Another way to improve the efficiency is to rely on the SPC [statistical process control] data to flag problematic features. If only a couple of features are difficult to maintain, then measurements should be concentrated on those features, thereby giving operators more ability to control the overall outcome.

Johnston: Many industries want 100 percent inspection on every part, which means the quality system can easily become the bottleneck, especially if the inspection time is longer than the machining and automation time.

Smart decision-making on critical features and using software correctly will keep CMMs from becoming a bottleneck. The shop must invest in good part planning to measure the critical features on the floor.

CIM: Is getting measurement data back to the production equipment as fast as possible important?

Detmers: Data transfer to the machine can be very important if tool wear can be offset to correct the problems found via measurement. These problems can be flagged in a few ways, either to the cell operator so he can react and make adjustments to the machine or process, or automatically via a machine tool offset package. These packages can allow the process to be automated so that typical wear issues can be adjusted for during the process, allowing for corrections before problems occur that can result in scrap or rework.

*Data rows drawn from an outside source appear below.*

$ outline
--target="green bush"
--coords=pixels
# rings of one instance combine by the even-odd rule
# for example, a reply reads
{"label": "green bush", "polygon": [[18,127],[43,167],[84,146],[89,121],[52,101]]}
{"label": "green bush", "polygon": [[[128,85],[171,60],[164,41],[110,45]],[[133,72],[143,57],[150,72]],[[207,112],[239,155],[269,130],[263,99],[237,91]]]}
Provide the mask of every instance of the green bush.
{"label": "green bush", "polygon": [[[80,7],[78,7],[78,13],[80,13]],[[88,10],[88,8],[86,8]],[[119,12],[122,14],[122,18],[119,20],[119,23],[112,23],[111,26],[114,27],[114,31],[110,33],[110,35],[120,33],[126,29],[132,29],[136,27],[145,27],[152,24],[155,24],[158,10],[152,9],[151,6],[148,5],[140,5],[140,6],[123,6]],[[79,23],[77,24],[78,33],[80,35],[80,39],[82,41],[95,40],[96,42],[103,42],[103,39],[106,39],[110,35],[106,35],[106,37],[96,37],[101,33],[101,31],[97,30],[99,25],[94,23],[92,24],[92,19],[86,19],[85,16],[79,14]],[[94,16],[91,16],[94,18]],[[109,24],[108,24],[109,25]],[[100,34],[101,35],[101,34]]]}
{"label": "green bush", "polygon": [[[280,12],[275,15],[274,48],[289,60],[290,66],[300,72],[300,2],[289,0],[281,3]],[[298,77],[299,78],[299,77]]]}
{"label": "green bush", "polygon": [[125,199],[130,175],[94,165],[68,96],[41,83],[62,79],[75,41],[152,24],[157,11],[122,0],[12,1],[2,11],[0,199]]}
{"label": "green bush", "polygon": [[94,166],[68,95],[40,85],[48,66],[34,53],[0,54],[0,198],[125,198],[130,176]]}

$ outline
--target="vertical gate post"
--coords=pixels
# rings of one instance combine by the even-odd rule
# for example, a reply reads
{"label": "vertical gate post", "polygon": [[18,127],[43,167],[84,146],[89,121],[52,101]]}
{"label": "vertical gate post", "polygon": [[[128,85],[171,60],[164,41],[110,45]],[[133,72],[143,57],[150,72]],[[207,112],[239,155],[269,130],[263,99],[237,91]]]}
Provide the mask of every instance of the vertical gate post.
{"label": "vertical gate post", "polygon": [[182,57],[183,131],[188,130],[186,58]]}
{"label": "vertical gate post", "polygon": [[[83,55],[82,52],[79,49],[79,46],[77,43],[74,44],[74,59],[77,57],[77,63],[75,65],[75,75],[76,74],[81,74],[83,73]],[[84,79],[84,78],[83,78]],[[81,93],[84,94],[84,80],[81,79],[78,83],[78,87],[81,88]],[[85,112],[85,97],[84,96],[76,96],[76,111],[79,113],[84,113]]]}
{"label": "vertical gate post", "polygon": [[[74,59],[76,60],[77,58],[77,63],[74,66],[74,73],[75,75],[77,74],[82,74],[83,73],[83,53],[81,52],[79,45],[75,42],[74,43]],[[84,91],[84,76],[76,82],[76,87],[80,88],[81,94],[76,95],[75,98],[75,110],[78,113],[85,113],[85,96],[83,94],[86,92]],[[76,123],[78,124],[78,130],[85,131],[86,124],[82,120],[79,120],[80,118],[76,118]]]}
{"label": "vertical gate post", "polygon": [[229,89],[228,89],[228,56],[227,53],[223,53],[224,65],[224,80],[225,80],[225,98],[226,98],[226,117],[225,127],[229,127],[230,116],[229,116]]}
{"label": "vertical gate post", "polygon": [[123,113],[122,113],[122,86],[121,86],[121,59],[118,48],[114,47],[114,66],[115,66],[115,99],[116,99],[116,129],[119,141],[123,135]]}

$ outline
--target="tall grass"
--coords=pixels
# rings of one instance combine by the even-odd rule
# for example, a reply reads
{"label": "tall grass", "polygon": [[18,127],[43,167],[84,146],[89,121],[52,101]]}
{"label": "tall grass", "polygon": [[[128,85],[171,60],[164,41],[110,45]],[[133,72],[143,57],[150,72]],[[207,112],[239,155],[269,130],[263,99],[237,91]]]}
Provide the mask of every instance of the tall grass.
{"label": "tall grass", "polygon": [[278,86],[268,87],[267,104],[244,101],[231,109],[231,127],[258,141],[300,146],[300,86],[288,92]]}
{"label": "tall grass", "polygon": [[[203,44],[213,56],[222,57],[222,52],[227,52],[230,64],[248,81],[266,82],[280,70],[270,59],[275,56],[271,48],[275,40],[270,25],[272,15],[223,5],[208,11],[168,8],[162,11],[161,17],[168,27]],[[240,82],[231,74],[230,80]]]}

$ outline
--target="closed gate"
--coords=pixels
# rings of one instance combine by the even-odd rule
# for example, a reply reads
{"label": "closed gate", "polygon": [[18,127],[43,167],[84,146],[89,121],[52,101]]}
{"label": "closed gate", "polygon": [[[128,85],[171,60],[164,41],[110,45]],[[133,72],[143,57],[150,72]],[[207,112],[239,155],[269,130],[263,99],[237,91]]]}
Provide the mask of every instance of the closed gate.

Johnston: The more parts that are inspected, the more data we have that can be statistically tracked. There are new products on the market that automatically read CMM data and provide secondary software tools to update machine tool offsets. This is great for cutter compensation and basic offsets.

When more complex 5-axis geometry is being inspected and analyzed to unconstrained datums, this sort of higher-level offset and corrections are still done through manual changes.